●日本市場を制すれば世界を制す
LexarのAPAC General Managerのウィリアム・リュー氏は、2026年がLexarにとって特別な年であると位置付ける。「Lexarが創業してから30周年を迎える年であり、サッカーアルゼンチン代表チームとグローバルパートナーシップを結んだ年であり、日本市場での事業戦略をさらに加速させる年でもあります」と語る。
Lexarは1996年に米国カリフォルニア州で設立。現在は世界70カ国以上、1億人を超えるユーザーにストレージソリューションを提供する。業界団体であるCFA(The CompactFlash Association)のエグゼクティブメンバーやSDA(The SD Association)の理事、ITMA(The Intelligent Terminal Microelectronics Association)の共同創設者を務めるなど、業界との関係も深い。
製品では1996年に世界初のCFカード規格、2013年に世界初のワークフロー、24年に世界初のメタルSDカード、25年に世界初の1TB microSD Expressを発表するなどの実績がある。

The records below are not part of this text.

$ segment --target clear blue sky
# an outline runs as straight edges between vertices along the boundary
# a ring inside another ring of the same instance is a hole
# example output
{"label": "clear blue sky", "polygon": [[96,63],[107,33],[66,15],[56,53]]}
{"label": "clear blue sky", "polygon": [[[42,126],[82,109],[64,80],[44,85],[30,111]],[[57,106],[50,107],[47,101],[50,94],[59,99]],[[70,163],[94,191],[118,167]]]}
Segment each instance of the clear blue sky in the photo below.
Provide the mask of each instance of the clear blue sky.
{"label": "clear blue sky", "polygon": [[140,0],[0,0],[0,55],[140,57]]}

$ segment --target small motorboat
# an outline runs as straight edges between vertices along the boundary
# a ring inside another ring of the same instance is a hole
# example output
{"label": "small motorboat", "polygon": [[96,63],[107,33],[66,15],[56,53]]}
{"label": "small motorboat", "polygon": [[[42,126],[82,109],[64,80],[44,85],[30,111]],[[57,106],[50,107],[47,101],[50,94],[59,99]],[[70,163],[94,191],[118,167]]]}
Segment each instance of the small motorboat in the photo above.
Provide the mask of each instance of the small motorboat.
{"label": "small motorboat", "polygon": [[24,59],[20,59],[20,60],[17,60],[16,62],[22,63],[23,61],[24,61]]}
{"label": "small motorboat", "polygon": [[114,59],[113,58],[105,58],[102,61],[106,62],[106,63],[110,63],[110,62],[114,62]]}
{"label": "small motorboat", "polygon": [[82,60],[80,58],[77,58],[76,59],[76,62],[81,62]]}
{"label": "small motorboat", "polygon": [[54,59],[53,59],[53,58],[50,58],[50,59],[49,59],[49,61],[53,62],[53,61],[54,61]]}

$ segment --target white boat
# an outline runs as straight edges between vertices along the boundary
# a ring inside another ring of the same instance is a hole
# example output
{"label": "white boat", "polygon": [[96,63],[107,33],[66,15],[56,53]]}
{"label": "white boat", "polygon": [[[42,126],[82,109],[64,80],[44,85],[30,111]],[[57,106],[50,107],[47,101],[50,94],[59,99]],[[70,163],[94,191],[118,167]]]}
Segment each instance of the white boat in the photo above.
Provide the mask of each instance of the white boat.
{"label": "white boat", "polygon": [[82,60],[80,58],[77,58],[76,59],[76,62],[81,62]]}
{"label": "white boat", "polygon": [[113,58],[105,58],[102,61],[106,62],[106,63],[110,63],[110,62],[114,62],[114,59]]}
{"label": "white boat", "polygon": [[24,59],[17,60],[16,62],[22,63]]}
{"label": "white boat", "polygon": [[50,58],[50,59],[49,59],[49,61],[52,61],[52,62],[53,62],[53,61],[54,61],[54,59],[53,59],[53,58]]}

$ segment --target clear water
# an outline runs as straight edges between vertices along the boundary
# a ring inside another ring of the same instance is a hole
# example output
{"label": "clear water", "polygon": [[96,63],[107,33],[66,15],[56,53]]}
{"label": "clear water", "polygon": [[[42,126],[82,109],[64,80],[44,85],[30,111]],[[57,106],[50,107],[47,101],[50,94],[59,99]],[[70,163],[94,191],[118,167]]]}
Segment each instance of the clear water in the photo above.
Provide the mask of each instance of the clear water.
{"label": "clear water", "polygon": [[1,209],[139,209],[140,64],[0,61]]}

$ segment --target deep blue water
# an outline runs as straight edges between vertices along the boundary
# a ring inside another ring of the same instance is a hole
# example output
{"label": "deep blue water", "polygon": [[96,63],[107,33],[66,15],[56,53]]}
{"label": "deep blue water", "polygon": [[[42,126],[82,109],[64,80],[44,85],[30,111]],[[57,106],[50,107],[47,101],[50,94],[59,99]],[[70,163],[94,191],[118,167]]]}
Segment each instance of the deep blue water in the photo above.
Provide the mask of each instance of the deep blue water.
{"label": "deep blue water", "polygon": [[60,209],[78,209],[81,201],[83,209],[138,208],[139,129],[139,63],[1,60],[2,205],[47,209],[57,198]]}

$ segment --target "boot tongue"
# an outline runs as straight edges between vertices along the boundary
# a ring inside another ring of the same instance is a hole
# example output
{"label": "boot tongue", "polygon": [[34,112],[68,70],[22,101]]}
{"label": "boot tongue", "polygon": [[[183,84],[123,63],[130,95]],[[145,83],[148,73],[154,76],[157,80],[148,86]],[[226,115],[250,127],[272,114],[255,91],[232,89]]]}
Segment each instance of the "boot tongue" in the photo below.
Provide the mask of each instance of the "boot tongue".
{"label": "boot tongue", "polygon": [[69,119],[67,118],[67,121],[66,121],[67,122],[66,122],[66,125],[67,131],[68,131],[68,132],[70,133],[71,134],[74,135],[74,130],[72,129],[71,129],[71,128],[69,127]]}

今回、日本市場に参入する狙いについて、日本営業統括を務めるLexer Japan Sales Directorのデリック・タン氏は「日本は品質に対して非常に厳しい、高付加価値なプレミアム市場です。日本で成功することは、グローバルで最高品質を証明することにつながると考えています」と語る。

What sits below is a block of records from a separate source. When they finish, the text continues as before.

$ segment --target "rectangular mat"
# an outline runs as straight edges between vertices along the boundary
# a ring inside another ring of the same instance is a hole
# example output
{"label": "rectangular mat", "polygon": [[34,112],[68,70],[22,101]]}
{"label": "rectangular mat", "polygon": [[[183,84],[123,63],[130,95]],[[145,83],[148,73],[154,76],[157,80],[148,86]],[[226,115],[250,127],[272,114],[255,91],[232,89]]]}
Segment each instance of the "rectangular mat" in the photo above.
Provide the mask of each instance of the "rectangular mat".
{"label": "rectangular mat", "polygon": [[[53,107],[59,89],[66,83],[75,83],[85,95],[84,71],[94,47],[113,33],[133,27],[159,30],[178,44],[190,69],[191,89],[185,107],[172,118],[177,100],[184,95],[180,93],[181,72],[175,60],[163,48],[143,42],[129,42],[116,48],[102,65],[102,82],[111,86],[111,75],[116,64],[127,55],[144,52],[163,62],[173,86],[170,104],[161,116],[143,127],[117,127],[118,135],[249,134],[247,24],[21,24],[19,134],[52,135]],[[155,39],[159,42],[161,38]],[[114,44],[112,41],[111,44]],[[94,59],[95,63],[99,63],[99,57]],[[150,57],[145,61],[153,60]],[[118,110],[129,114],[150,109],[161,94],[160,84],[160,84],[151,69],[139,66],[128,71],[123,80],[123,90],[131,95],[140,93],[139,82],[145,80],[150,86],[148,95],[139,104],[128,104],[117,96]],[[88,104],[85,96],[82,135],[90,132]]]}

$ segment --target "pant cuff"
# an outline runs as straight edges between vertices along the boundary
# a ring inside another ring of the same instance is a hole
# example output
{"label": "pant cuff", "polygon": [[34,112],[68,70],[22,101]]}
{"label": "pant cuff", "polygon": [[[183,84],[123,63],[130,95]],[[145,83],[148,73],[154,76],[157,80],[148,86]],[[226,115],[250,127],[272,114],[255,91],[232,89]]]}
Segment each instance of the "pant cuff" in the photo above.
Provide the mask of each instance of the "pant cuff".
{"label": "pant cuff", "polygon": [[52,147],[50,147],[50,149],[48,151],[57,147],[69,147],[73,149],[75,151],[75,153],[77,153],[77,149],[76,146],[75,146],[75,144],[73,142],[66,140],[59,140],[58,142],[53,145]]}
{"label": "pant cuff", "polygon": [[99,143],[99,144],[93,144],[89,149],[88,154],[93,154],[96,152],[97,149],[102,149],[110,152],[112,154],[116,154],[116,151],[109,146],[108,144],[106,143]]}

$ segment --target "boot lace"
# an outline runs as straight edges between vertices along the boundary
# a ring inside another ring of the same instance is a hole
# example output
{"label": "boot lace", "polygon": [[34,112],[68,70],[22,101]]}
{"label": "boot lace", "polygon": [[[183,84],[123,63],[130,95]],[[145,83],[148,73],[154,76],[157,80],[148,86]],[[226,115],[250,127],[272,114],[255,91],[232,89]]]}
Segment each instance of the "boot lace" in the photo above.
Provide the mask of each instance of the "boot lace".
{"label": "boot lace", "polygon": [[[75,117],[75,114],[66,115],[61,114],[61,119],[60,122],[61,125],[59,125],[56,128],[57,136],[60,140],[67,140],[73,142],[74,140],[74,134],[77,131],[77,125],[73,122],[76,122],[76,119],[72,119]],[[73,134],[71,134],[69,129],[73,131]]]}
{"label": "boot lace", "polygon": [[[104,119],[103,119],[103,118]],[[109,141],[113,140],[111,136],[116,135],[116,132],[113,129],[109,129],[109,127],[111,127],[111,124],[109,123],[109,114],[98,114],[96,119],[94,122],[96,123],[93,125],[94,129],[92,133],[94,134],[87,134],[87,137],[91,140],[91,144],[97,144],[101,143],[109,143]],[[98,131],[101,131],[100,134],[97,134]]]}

また主要なデバイスやカメラメーカーの拠点が多くある点や、戦略的な半導体製造拠点が集積している点も、日本市場が重要である理由の一つとする。
●日本のユーザーに高品質やサポート力をアピール
さらに、日本のユーザーに「安心感・信頼感」を届けるため、次の四つの取り組みを強化すると明らかにした。
(1)高品質へのこだわり
TIPA World Awardsを受賞した「Professional DIAMOND CFexpress 4.0」や自社開発のコントローラーを搭載するmicroSDXCカードなど高性能な製品を展開する。
(2)安定感のあるブランド力
キヤノンと連携したSDXCカードやDJIが公式推奨したmicroSDXCカードなど、日本ユーザーになじみのある企業と連携している点などで安心感や安定感のあるブランドであることをアピールする。
(3)サポート力
無料のデータリカバリーツールの提供や国内でのコールセンターや技術サポートセンター、すべての製品で広範なテストを実施する品質ラボなどをアピールする。
(4)販売チャネルの拡大
ビックカメラやエディオン、ヨドバシカメラ、カメラのキタムラ、Amazonなど販売チャネルを拡大する。